The Greatest Gift is wrapped in fleshBy: Bishop Edward M. Rice
In our modern world of technology, rapid communication, and sense of “immediacy,” does the Season of Advent and its tone of anticipation remain relevant? Or, should we give up the battle of “advent” and go along with the culture of commercialized Christmas? What good is being accomplished as we light an Advent candle week-after-week, knowing full well that almost everything else surrounding us is blaring, “hark the bargains” instead of “hark the herald”?
Of course my answer is absolutely not: do not abandon Advent!
The themes of Advent offer a striking contrast to the commercialized, indulgent culture that otherwise bombards us. To quote Pius Parsch, “What does Advent mean? Adventus Domini means the “coming of the Lord” … Advent is a season of preparation for the Lord’s coming … a time of holy desire, longing, and expectancy (Year of Grace, pg. 18).
Advent, and its themes of longing, waiting, holy desire, and expectancy, is as relevant today as it has ever been. In fact, I would say that we need Advent now more than ever.
‘Time is money’
The commercialism of Christmas tells us that “time is money” and wasting time is wasting money. This is the thinking of our culture. In response, the Church invites Her members to use the four weeks prior to Christmas as a preparation of the heart and mind. Instead of paging through advertisements looking for the latest gadgets we really don’t need, how about taking an inventory of the heart, ridding it of the things that hinder us from receiving the one, true gift: the Christ Child.
Is your heart holding on to anger or revenge? Get rid of it through the Sacrament of Penance and Reconciliation. Are you plagued by a particular sin that you have given up trying to overcome? Bring it to our Lord in Reconciliation. Be open and prepared, watchful in joyful hope and holy longing.
Shopping & spiritual exercise
How about being more intentional during these weeks of Advent? Attend a weekday Mass or spend an hour in Adoration of the Blessed Sacrament. When I was a pastor in St. Louis, I would always tell my people to make a visit to Church every time you go shopping. It is unrealistic to tell people not to shop and prepare for Christmas, so instead, I encourage that you include some spiritual exercise to go along with it.
Does your home have an “Advent Wreath?” I have fond memories of the family Advent Wreath in our home. It was metal, decorated with plastic greenery, but it served it’s purpose. It hung from a hook on the wall and as children we took turns lighting the candles. We had an old pamphlet we used with a different prayer for each week. Nothing fancy is necessary, if you do not have a wreath, go out in the back yard and cut off some greenery to put on the dining room table. Place four candles around it, and there you have it—an Advent Wreath!
So, is Advent relevant for today? Absolutely! In the midst of war and bloodshed we prepare our hearts for the Prince of Peace.
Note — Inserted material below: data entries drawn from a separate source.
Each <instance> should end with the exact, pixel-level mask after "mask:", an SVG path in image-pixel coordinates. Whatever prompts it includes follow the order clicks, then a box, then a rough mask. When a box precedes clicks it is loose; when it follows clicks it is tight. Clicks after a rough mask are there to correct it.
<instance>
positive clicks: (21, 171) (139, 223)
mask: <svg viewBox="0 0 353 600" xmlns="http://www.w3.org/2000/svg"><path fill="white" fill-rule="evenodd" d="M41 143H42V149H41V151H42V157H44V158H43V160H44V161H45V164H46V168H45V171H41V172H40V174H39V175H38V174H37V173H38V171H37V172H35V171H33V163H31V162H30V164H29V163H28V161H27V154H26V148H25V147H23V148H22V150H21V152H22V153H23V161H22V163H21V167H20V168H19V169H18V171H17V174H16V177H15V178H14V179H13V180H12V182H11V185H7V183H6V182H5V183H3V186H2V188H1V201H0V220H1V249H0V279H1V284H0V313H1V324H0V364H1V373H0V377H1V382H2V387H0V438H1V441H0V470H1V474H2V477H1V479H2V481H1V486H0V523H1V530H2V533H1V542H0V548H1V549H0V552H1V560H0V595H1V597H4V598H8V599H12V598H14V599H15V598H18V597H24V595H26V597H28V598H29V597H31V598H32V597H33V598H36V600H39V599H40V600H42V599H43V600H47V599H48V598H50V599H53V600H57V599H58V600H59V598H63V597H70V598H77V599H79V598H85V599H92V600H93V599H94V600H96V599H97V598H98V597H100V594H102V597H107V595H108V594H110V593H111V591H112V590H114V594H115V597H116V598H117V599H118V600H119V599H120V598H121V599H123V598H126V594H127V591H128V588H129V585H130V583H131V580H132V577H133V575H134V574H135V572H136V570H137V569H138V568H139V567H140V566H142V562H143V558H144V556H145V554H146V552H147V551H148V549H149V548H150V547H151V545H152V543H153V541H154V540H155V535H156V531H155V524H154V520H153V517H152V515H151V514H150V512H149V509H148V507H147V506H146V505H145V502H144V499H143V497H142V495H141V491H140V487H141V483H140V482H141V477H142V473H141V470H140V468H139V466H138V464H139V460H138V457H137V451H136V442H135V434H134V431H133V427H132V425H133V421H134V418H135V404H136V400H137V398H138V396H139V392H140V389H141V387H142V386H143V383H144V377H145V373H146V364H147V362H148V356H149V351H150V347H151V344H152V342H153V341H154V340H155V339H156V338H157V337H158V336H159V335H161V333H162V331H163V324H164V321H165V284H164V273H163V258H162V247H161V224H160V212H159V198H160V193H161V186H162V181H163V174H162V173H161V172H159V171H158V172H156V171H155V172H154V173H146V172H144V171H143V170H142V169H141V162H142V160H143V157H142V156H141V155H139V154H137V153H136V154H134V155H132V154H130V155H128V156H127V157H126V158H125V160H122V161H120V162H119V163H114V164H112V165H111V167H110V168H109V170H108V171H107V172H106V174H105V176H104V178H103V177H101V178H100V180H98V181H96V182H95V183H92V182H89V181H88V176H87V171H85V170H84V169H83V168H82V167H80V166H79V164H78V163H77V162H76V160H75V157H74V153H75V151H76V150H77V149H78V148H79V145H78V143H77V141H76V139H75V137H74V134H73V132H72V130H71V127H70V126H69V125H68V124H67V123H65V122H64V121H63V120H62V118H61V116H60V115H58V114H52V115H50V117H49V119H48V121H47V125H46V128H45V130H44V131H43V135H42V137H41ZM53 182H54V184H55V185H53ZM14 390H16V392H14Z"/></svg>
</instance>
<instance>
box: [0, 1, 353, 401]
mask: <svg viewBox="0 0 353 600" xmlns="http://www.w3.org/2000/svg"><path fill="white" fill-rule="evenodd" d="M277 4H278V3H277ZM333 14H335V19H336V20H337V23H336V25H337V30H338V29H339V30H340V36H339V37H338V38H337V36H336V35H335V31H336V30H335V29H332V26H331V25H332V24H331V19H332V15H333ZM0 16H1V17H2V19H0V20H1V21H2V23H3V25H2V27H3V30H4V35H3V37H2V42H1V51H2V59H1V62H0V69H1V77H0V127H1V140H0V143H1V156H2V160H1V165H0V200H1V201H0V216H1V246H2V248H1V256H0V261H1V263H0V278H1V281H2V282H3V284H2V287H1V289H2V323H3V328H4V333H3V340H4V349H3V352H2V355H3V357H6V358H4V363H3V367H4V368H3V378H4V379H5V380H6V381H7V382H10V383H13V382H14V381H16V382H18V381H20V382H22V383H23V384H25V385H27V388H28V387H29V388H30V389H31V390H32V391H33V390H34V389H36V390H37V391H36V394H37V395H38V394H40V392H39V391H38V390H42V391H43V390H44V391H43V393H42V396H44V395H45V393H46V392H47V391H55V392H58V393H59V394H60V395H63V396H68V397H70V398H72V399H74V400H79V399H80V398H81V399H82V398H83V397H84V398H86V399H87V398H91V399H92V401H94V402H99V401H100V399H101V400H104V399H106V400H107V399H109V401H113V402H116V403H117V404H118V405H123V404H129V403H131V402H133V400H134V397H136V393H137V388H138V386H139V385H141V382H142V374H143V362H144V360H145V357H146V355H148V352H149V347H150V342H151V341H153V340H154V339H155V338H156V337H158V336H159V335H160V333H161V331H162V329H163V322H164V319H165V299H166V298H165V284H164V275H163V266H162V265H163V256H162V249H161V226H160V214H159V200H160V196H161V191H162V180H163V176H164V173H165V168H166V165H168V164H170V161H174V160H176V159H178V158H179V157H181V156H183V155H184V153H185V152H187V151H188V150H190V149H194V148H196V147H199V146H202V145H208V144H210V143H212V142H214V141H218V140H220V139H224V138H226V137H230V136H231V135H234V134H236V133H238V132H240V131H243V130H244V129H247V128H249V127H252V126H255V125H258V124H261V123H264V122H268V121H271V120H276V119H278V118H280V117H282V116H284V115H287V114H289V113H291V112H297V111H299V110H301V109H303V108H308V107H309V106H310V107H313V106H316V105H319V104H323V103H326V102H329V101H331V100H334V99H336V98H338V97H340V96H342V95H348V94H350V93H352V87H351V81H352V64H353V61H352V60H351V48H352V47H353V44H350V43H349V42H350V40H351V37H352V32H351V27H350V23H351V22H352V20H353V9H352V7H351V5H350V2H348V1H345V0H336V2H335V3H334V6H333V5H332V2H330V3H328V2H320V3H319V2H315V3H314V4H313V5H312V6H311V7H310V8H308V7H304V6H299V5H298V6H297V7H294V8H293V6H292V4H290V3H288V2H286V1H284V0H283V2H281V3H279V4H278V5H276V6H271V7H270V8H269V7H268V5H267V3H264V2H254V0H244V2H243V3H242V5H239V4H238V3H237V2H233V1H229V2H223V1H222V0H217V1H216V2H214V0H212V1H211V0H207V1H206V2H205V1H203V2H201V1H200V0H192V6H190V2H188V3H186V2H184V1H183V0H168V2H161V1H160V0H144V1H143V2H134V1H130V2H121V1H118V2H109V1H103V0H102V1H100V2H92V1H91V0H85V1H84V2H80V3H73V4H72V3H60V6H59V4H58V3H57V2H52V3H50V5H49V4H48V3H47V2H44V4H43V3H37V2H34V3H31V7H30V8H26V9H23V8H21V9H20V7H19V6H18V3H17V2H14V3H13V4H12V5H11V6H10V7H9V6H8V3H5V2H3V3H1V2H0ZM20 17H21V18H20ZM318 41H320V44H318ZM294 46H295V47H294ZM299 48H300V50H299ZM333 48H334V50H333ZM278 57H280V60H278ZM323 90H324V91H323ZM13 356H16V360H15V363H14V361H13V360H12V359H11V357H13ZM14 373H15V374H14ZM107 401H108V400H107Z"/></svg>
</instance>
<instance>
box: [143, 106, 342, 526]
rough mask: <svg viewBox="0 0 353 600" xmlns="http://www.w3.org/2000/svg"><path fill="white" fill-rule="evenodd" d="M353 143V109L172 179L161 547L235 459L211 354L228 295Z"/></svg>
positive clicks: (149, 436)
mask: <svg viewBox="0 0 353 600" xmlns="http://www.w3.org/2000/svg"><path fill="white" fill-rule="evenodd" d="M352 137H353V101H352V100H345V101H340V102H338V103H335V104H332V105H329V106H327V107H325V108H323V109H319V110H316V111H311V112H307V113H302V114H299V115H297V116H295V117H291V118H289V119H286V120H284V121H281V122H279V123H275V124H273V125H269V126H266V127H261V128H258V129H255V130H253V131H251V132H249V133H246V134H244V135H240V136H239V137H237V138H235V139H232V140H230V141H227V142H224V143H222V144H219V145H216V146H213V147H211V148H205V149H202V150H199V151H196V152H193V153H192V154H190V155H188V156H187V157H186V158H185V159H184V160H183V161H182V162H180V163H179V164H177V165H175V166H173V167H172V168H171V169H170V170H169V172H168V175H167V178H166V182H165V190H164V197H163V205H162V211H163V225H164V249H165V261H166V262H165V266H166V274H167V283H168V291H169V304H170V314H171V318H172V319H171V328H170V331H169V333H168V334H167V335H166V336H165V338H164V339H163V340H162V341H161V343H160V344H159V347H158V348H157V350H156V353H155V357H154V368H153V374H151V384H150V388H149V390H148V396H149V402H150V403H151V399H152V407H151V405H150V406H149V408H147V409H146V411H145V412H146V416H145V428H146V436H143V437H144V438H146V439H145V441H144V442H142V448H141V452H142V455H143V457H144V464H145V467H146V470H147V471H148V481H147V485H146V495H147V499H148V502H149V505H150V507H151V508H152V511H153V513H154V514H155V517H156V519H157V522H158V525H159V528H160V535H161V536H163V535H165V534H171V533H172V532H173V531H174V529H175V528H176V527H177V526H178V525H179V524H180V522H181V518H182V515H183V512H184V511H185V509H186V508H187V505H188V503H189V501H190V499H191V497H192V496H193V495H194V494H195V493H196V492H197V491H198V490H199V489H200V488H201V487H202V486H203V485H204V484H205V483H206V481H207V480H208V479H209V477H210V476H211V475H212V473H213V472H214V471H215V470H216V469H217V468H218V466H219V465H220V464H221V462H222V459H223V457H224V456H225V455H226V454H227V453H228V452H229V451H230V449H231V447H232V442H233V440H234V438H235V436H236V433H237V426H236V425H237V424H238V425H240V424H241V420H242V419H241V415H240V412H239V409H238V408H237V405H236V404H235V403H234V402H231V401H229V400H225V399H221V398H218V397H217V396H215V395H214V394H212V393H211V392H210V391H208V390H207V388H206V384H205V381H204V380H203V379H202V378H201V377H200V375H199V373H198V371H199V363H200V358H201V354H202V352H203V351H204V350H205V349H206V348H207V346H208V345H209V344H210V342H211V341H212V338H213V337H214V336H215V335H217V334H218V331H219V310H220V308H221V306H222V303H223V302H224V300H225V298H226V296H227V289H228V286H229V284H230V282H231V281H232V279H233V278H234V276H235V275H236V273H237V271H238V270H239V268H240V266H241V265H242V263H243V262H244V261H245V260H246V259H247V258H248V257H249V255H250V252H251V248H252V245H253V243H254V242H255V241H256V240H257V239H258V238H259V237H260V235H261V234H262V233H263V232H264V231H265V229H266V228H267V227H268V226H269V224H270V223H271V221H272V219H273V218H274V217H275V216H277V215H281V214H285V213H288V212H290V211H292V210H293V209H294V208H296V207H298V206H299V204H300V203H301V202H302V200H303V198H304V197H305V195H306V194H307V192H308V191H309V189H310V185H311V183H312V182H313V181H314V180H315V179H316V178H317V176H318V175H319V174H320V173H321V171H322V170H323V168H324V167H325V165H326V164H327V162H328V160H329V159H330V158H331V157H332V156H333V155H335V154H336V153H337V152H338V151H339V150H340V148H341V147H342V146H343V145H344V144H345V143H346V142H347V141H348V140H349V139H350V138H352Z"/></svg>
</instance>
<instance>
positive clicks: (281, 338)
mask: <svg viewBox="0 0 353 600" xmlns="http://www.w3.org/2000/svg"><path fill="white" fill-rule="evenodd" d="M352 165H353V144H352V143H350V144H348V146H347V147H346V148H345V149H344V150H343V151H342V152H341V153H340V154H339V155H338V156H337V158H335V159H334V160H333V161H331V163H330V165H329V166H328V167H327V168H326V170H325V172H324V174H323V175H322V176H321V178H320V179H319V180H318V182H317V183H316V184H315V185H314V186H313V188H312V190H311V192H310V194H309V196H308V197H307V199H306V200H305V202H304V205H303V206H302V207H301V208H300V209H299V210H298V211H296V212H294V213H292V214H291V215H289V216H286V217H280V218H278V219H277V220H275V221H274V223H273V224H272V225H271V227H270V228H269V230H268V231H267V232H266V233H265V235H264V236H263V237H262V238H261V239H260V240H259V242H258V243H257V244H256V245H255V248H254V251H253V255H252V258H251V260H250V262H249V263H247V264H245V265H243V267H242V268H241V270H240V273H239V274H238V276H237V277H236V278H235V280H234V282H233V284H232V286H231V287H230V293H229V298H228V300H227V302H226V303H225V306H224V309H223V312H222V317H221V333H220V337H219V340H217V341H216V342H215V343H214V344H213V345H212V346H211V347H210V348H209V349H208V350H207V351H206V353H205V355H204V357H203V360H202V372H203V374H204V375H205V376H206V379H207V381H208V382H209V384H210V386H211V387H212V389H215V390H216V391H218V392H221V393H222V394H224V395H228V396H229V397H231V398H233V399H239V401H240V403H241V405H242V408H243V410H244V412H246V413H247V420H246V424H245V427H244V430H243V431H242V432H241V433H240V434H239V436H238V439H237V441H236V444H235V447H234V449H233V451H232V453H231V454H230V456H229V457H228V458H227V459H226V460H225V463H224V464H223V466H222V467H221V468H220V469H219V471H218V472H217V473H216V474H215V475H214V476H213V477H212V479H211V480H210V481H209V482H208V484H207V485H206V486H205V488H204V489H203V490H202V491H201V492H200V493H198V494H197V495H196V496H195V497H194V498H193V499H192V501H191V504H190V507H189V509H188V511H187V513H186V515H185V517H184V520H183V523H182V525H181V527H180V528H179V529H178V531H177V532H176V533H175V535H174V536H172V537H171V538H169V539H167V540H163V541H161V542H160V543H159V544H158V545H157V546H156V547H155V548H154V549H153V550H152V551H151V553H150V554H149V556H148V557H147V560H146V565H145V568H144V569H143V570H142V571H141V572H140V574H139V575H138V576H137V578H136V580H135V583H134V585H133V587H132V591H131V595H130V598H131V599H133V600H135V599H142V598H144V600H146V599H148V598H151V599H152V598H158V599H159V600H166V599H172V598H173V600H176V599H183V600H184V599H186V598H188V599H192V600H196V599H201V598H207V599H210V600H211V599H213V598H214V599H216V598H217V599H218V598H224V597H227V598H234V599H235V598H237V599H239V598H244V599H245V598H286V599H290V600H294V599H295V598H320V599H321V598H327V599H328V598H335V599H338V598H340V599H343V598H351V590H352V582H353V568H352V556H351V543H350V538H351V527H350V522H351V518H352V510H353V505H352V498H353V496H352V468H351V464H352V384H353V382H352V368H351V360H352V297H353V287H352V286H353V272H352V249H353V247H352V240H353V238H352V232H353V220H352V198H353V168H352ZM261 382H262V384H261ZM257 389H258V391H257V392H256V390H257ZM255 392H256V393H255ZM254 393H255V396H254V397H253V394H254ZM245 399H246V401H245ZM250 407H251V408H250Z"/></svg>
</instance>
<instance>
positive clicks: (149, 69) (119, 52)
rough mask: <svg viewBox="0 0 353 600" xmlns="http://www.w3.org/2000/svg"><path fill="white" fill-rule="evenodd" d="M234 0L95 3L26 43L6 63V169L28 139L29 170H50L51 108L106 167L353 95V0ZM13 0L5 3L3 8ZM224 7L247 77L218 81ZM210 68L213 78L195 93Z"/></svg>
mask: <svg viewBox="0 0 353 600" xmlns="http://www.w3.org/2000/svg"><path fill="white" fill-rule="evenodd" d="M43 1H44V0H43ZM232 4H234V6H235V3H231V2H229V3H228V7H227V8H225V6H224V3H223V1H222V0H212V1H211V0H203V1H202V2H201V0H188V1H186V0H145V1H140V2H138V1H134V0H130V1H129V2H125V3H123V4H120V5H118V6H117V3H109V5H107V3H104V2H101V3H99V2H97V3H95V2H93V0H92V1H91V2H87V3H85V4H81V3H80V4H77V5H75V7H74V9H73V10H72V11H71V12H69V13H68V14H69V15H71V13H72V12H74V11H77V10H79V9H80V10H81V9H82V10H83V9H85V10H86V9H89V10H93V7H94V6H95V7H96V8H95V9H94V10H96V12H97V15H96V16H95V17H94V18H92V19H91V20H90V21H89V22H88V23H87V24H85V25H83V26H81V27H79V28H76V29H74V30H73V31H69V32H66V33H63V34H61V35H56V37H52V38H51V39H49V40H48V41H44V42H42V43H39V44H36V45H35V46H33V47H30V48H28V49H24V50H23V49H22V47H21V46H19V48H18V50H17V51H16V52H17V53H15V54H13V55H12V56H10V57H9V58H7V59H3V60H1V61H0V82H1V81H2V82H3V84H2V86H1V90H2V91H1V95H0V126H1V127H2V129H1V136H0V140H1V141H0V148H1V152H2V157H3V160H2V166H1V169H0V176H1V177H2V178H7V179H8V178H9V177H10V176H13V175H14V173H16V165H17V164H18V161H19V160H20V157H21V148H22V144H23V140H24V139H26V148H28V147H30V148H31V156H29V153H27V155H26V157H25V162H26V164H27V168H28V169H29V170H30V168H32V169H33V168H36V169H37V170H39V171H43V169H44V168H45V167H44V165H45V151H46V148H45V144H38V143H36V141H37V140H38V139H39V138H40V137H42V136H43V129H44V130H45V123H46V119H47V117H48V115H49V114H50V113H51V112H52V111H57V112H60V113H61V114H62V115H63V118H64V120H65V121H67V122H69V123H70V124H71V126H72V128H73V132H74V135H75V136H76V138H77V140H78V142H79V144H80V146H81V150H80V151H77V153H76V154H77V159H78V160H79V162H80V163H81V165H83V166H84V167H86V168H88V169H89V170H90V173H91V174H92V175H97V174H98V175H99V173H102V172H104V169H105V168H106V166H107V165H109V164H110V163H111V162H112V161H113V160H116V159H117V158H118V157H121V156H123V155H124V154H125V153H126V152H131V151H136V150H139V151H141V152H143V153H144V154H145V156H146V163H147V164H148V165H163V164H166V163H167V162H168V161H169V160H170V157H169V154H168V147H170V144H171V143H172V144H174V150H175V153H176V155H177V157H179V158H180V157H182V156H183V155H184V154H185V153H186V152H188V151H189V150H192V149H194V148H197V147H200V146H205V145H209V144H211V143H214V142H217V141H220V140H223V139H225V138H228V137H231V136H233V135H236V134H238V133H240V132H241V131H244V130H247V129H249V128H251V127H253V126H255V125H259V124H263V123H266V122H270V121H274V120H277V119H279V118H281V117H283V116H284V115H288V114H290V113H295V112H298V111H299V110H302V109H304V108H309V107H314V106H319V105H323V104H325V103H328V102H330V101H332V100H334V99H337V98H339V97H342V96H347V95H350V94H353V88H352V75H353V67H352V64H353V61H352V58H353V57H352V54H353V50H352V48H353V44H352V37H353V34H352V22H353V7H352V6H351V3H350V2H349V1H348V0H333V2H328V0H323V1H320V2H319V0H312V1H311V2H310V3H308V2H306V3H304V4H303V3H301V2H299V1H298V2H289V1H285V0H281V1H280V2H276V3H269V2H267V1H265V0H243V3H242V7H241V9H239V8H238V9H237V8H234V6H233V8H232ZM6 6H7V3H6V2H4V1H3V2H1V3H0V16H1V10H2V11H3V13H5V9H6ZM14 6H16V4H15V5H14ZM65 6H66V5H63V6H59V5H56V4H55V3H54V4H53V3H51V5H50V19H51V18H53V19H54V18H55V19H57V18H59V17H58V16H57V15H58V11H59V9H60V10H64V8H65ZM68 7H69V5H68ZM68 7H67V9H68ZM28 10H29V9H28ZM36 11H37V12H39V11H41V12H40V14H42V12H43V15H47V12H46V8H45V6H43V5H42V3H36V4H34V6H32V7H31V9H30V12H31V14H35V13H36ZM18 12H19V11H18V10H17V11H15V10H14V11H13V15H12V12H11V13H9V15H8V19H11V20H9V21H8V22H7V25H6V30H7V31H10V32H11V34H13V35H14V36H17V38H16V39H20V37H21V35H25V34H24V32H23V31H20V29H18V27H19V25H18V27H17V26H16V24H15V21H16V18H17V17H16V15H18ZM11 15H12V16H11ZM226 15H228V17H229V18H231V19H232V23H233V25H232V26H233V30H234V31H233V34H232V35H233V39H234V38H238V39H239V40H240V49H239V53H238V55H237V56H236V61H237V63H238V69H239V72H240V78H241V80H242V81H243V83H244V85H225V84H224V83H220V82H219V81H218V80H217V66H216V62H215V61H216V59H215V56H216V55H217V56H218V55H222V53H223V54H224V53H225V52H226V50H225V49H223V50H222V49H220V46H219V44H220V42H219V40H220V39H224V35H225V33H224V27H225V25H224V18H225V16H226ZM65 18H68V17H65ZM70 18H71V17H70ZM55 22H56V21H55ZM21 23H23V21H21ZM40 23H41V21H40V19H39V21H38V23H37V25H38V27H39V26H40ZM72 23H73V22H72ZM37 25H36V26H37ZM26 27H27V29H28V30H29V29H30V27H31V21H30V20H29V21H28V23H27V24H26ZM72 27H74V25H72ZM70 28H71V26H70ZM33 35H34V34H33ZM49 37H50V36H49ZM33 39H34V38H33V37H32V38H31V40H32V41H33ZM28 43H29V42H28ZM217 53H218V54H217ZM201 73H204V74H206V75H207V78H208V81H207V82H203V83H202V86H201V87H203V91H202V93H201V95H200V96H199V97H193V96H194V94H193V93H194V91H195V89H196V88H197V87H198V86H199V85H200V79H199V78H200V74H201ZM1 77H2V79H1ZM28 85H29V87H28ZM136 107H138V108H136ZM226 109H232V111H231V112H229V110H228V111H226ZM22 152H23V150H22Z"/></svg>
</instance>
In the midst of the darkness of our world, Isaiah proclaims, “The people who walked in darkness have seen a great light.”
We need peace, we need light, we need what Advent offers us—a time of waiting, holy desire, longing, and expectancy. When we embrace this tone and then we finally see the Holy Infant in the manger, it is possible for us to realize that the greatest gift offered to us is wrapped in human flesh, Christ our Savior.
So, let us be intentional during these weeks of Advent. Seek out the Sacrament of Reconciliation and clear your hearts to receive; long for and receive the Eucharist and spend time in Adoration of the Blessed Sacrament, waiting. Light a candle week-by-week and illuminate your life and recognize that Jesus the Light of the World, our Prince of Peace, and our greatest gift.
My prayers go out to all of you for a Blessed Advent!